Public opinion for the health care exchanges at the center of the new bill has hit a new low while public opinion of the president’s handling of the situation has hit an all-time high.
The poll shows 53 percent of respondents disapprove of the health care law (the highest this number has been) while only 42 percent approve.
And when you break it down along the lines of “strongly approve” and “strongly disapprove,” the divide is even clearer: 41 percent of respondents say they “strongly disapprove” while only 26 percent say they “strongly approve.”
Also, per the survey, disapproval for the president’s handling of the bill has reached an all-time high of 53 percent.

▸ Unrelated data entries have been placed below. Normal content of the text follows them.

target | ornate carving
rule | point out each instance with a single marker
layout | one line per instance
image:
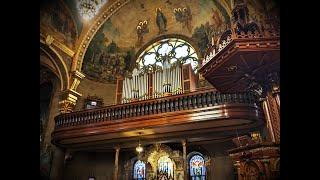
(68, 101)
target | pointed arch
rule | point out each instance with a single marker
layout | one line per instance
(60, 67)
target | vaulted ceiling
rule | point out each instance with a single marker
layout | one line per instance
(198, 20)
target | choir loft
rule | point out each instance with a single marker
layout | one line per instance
(159, 90)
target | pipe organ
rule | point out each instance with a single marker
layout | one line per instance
(164, 82)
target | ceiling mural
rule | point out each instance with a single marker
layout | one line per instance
(112, 50)
(56, 19)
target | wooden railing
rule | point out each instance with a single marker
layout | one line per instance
(198, 99)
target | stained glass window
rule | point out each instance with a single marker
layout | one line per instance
(197, 168)
(139, 170)
(168, 51)
(165, 167)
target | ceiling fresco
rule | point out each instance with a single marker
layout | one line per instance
(112, 50)
(61, 21)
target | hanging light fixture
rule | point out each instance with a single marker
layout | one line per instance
(139, 148)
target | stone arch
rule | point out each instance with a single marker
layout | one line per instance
(87, 35)
(253, 170)
(167, 36)
(206, 158)
(56, 64)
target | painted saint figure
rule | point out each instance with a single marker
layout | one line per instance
(161, 21)
(142, 29)
(184, 16)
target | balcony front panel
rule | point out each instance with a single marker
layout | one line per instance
(180, 115)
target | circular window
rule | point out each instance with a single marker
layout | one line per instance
(166, 53)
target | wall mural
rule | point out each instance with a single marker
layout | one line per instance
(57, 20)
(112, 50)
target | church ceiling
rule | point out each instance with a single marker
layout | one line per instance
(57, 19)
(113, 49)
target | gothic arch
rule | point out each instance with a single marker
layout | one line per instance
(59, 67)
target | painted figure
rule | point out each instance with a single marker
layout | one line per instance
(142, 29)
(161, 21)
(184, 16)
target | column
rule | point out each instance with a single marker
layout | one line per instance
(116, 163)
(268, 119)
(267, 168)
(185, 166)
(237, 165)
(57, 164)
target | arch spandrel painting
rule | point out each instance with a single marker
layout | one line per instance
(139, 22)
(112, 50)
(57, 19)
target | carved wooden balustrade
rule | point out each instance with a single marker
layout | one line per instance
(192, 100)
(202, 115)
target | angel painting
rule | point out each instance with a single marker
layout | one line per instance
(184, 16)
(217, 20)
(161, 21)
(142, 29)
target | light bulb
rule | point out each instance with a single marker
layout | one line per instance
(139, 148)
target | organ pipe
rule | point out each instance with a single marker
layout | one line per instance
(167, 80)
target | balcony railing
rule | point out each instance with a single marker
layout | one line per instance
(231, 36)
(193, 100)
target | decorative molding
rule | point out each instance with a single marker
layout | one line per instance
(68, 100)
(92, 30)
(50, 41)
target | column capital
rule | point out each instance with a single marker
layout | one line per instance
(68, 99)
(78, 74)
(117, 147)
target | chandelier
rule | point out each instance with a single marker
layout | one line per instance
(139, 148)
(89, 8)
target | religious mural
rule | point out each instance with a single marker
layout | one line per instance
(55, 19)
(136, 24)
(139, 22)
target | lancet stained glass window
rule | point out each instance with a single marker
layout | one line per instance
(139, 170)
(165, 167)
(197, 168)
(167, 51)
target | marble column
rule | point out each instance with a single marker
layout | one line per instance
(266, 163)
(116, 163)
(57, 164)
(185, 166)
(237, 165)
(268, 119)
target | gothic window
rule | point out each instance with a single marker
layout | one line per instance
(165, 168)
(139, 170)
(168, 52)
(197, 168)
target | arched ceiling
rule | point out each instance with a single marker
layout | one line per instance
(116, 27)
(138, 22)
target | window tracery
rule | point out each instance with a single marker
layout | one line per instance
(166, 53)
(197, 167)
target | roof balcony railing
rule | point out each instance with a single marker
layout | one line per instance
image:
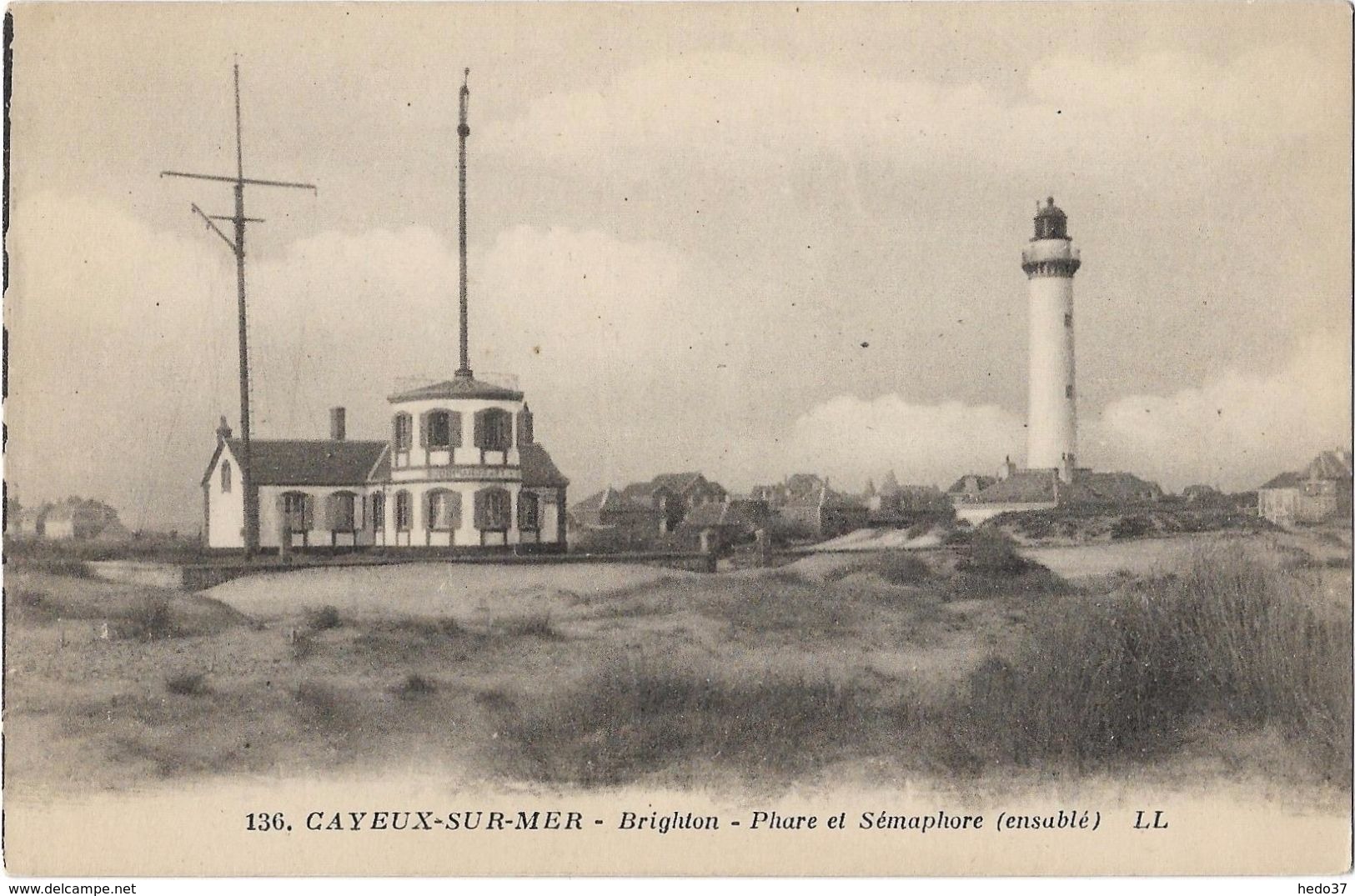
(1055, 252)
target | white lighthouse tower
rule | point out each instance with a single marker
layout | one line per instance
(1051, 263)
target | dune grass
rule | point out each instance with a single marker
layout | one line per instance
(1097, 683)
(637, 716)
(1123, 676)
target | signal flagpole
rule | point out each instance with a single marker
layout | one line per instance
(238, 248)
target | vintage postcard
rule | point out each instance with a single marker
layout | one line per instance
(895, 438)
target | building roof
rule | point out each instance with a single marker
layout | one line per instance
(1042, 486)
(1285, 481)
(979, 479)
(1023, 486)
(307, 462)
(538, 468)
(1117, 488)
(459, 388)
(594, 503)
(737, 512)
(71, 508)
(1329, 464)
(676, 481)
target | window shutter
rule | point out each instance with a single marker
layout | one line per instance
(524, 435)
(481, 505)
(454, 425)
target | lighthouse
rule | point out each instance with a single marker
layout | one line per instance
(1051, 262)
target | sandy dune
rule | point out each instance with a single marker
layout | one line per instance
(459, 590)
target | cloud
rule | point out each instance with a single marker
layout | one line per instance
(769, 115)
(856, 438)
(123, 347)
(1235, 431)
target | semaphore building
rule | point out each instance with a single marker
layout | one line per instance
(461, 468)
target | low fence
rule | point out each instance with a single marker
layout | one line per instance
(195, 577)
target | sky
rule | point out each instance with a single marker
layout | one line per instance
(747, 240)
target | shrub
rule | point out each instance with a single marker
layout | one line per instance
(188, 683)
(323, 618)
(321, 701)
(530, 626)
(415, 685)
(633, 718)
(960, 536)
(900, 568)
(1136, 527)
(149, 618)
(993, 553)
(1123, 674)
(303, 646)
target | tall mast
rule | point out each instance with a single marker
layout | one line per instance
(238, 248)
(464, 132)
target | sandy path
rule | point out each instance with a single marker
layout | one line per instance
(459, 590)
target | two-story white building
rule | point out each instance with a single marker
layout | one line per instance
(461, 470)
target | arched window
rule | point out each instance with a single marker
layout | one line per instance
(494, 429)
(529, 513)
(442, 511)
(340, 512)
(494, 509)
(297, 511)
(442, 429)
(403, 435)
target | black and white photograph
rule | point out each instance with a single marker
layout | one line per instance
(678, 438)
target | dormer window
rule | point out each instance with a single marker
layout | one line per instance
(494, 429)
(442, 429)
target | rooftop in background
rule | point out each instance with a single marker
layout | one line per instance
(309, 462)
(485, 388)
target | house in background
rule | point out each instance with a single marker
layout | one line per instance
(893, 503)
(968, 488)
(69, 520)
(78, 518)
(730, 522)
(32, 522)
(643, 509)
(1318, 493)
(462, 470)
(824, 512)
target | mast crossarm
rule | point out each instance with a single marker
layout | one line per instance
(214, 228)
(242, 180)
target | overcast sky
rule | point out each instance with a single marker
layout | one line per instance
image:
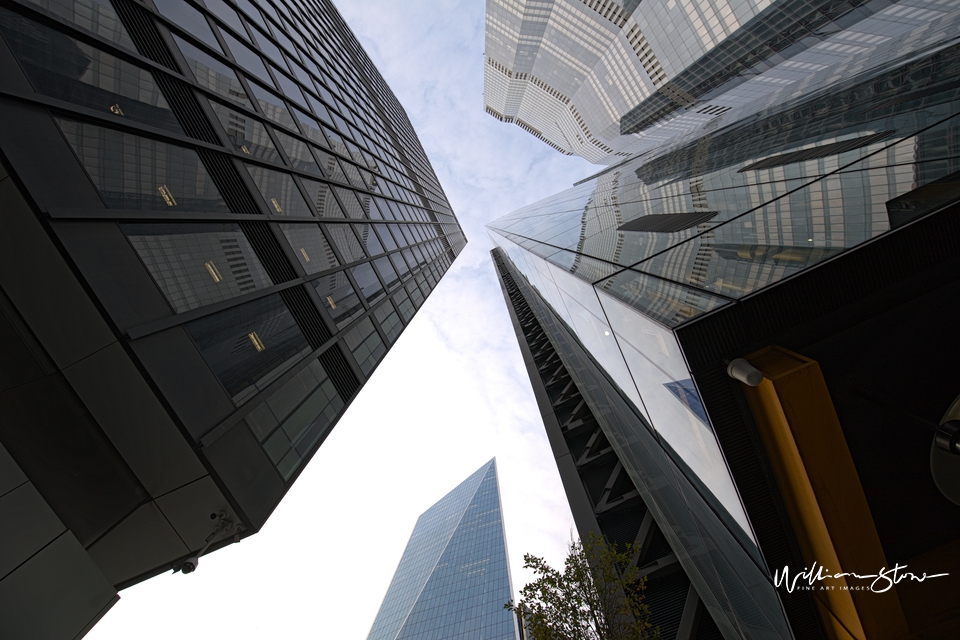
(451, 394)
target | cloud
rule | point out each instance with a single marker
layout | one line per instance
(452, 393)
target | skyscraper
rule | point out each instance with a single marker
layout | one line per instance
(217, 218)
(453, 578)
(609, 79)
(813, 237)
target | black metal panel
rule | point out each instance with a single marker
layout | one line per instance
(306, 315)
(268, 249)
(666, 596)
(342, 376)
(667, 222)
(228, 181)
(184, 104)
(57, 443)
(247, 472)
(144, 33)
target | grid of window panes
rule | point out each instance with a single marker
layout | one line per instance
(453, 581)
(265, 175)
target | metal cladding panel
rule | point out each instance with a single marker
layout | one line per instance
(453, 578)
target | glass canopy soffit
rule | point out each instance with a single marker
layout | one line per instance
(826, 172)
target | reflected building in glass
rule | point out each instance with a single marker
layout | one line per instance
(453, 578)
(609, 79)
(810, 237)
(217, 219)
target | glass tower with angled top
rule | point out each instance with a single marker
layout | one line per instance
(217, 220)
(453, 578)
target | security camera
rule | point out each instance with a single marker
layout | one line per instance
(190, 565)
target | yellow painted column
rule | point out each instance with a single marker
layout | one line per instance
(823, 495)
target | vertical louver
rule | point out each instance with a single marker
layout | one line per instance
(143, 31)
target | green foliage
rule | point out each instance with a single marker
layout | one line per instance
(598, 596)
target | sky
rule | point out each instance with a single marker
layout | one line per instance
(451, 393)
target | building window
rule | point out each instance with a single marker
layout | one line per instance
(366, 345)
(248, 346)
(197, 264)
(132, 172)
(295, 417)
(61, 67)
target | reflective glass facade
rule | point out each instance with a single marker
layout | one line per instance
(453, 578)
(627, 260)
(609, 79)
(217, 221)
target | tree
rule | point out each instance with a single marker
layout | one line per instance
(598, 596)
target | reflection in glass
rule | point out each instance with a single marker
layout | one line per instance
(247, 58)
(339, 298)
(273, 107)
(310, 246)
(343, 236)
(280, 191)
(387, 272)
(95, 16)
(355, 204)
(197, 264)
(248, 346)
(246, 133)
(213, 74)
(299, 153)
(132, 172)
(228, 15)
(295, 417)
(389, 321)
(369, 239)
(366, 345)
(321, 195)
(61, 67)
(311, 127)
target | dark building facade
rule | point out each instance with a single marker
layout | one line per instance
(216, 218)
(815, 237)
(454, 576)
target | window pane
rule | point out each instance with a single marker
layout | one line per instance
(132, 172)
(346, 242)
(213, 74)
(247, 58)
(95, 16)
(273, 106)
(198, 264)
(352, 204)
(339, 298)
(311, 127)
(366, 345)
(321, 196)
(246, 134)
(311, 247)
(299, 153)
(220, 9)
(370, 287)
(61, 67)
(189, 19)
(387, 272)
(389, 321)
(369, 239)
(248, 346)
(279, 190)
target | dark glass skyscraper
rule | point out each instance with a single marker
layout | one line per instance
(813, 236)
(453, 578)
(217, 218)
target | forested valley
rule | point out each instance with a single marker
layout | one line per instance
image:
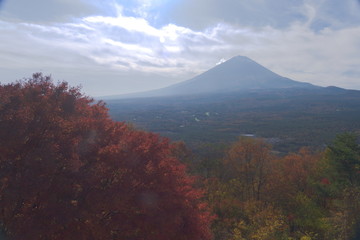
(69, 171)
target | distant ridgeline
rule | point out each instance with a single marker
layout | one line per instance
(241, 97)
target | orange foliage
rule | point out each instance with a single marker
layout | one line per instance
(69, 172)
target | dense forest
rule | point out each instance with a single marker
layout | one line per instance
(68, 171)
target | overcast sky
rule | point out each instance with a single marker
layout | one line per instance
(122, 46)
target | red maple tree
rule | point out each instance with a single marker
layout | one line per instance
(67, 171)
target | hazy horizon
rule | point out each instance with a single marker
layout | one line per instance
(117, 46)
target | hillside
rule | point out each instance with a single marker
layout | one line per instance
(241, 97)
(238, 74)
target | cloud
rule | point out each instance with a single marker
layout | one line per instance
(121, 52)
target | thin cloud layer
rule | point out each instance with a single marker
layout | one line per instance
(128, 49)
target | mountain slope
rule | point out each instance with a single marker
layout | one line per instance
(237, 74)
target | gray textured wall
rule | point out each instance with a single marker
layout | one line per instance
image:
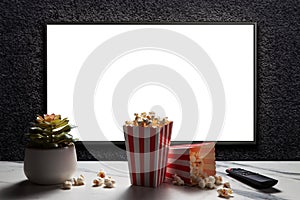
(22, 68)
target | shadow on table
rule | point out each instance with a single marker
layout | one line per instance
(164, 191)
(25, 189)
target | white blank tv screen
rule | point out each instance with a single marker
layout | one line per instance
(202, 76)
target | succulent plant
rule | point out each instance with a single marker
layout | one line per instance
(50, 131)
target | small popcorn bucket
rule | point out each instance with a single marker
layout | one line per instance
(191, 161)
(147, 153)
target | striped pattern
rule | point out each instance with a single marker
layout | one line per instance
(147, 150)
(179, 160)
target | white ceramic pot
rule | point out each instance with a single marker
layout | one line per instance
(50, 166)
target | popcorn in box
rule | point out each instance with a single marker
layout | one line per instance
(147, 147)
(191, 162)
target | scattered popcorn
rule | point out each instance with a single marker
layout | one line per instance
(201, 184)
(67, 185)
(78, 181)
(211, 179)
(210, 185)
(177, 180)
(225, 193)
(98, 182)
(218, 180)
(109, 183)
(149, 120)
(226, 185)
(101, 174)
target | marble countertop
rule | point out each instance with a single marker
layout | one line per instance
(14, 185)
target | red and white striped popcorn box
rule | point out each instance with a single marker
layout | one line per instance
(191, 160)
(147, 153)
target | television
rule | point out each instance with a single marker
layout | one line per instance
(202, 76)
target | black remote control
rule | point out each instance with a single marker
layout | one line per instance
(250, 178)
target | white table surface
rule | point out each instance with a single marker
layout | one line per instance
(14, 185)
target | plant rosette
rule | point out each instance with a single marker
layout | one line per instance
(50, 157)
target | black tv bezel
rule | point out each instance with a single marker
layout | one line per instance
(121, 144)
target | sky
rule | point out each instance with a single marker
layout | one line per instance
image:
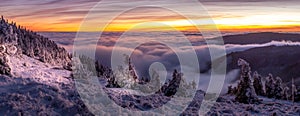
(228, 15)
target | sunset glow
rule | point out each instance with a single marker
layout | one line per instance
(67, 15)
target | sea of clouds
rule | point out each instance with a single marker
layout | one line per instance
(153, 51)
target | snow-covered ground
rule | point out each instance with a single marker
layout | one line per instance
(37, 88)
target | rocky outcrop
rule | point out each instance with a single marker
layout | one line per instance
(170, 89)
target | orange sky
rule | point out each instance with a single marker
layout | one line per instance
(67, 15)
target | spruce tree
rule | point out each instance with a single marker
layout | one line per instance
(257, 83)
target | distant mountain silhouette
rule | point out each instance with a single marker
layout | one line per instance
(259, 38)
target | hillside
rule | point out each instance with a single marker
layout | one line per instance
(260, 38)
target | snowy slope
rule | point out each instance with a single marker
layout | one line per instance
(37, 88)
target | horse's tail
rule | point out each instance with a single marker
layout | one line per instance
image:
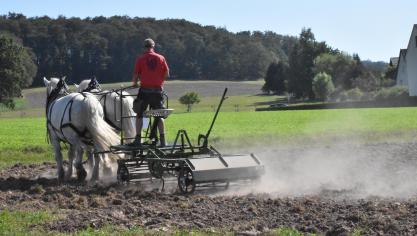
(129, 125)
(102, 133)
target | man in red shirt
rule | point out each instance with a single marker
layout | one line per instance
(151, 70)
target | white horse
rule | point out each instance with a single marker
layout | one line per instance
(78, 120)
(110, 100)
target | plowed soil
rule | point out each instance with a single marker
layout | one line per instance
(331, 204)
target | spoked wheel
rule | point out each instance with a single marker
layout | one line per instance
(186, 182)
(122, 174)
(156, 168)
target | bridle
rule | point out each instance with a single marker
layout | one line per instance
(93, 85)
(60, 90)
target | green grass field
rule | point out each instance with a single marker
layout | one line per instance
(24, 139)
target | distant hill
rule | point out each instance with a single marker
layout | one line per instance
(378, 66)
(107, 47)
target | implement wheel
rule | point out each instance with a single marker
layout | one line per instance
(122, 174)
(186, 182)
(156, 168)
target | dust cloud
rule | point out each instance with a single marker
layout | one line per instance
(337, 170)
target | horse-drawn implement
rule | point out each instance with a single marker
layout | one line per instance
(192, 165)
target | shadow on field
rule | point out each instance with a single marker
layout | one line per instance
(23, 184)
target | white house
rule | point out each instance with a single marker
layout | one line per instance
(407, 65)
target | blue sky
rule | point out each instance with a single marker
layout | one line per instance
(375, 29)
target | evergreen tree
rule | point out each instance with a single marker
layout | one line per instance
(275, 78)
(16, 69)
(322, 86)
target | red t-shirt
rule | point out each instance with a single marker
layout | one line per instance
(151, 67)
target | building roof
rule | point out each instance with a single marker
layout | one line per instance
(393, 61)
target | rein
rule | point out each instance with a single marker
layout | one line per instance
(60, 90)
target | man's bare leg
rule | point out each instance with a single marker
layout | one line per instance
(138, 138)
(161, 128)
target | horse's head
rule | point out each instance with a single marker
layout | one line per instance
(56, 86)
(89, 85)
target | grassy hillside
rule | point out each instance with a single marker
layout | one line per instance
(24, 139)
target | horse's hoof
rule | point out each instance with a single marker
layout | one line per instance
(61, 177)
(81, 175)
(107, 171)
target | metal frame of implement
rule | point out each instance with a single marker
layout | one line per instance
(192, 165)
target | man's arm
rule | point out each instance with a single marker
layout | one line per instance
(135, 80)
(136, 71)
(166, 69)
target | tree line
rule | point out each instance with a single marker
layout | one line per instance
(316, 71)
(106, 47)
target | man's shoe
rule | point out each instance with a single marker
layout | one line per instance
(135, 143)
(162, 142)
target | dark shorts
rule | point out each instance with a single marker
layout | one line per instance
(152, 98)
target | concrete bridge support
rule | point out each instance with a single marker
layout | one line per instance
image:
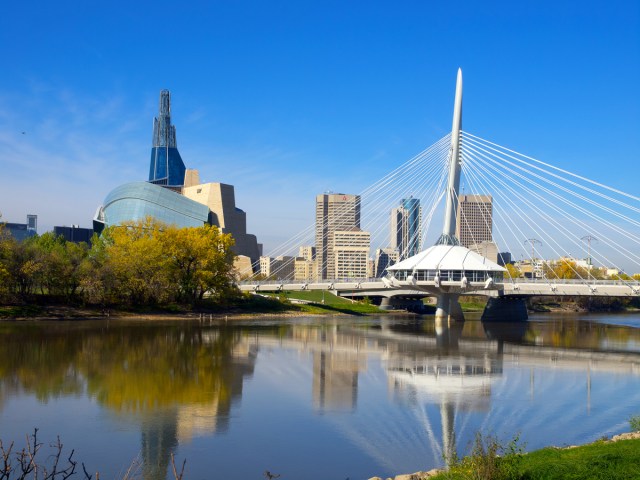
(448, 307)
(400, 303)
(505, 309)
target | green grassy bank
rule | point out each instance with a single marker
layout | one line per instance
(597, 461)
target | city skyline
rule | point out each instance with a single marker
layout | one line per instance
(358, 90)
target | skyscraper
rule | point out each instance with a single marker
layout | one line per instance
(406, 235)
(475, 219)
(166, 167)
(334, 212)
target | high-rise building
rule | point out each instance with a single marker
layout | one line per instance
(175, 196)
(22, 231)
(278, 268)
(74, 233)
(308, 252)
(166, 167)
(334, 212)
(475, 219)
(385, 257)
(351, 253)
(305, 270)
(406, 235)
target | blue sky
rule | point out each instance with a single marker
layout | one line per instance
(286, 99)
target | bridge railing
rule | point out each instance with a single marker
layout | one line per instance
(571, 281)
(543, 281)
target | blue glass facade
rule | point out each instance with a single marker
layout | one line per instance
(166, 166)
(138, 200)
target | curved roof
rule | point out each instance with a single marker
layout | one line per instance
(448, 257)
(137, 200)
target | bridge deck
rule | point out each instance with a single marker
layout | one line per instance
(518, 287)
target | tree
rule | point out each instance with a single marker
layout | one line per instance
(200, 261)
(134, 259)
(512, 271)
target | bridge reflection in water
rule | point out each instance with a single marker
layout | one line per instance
(182, 381)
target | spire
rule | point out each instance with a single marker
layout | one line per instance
(164, 134)
(167, 167)
(449, 229)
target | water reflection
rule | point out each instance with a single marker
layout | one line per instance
(180, 381)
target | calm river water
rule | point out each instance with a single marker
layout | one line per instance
(310, 398)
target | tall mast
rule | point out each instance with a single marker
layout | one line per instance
(449, 229)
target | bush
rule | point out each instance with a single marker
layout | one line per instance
(634, 422)
(489, 460)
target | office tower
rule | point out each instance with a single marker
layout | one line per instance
(406, 235)
(305, 266)
(385, 257)
(351, 253)
(166, 167)
(334, 212)
(475, 224)
(22, 231)
(175, 196)
(278, 268)
(74, 233)
(307, 252)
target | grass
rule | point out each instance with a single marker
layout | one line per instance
(597, 461)
(13, 311)
(325, 303)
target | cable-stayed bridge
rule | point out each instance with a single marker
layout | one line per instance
(547, 215)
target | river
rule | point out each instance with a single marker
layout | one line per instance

Lastly, for the first time in polling data that spans nearly two decades, voters prefer Republicans in dealing with health care policy, 40 percent to 39 percent.
The bill’s unpopularity may be tied directly to confusion surrounding its many mandates.
For instance, out of the 19 percent who say they are uninsured, roughly four in 10 are aware they must sign up for health insurance in 2014.
And in the “young people” category, the group many believe is necessary for the law to succeed, only 56 percent are aware they’ll be penalized if they fail to sign up for health insurance.
The survey also found that in the states that have decided to default into the federal exchange, understanding of Obamacare is “notably lower” than in the states that have opted to set up their own exchanges.
“There has been a full-court press from Day One from the opposition to characterize and demonize the plan,” says Thomas Mann of the Brookings Institution.
“The campaign against the law after it was enacted, the range of steps taken, the effort to delegitimize it — it is unprecedented. We’d probably have to go back to the nullification efforts of the Southern states in the pre-Civil War period to find anything of this intensity.”
Of course, opponents of the bill say it’s not GOP messaging that has made the bill unpopular — they say the bill itself is unpopular.
“This program is not ready for prime time,” says Rep. Diane Black (R-Tenn.).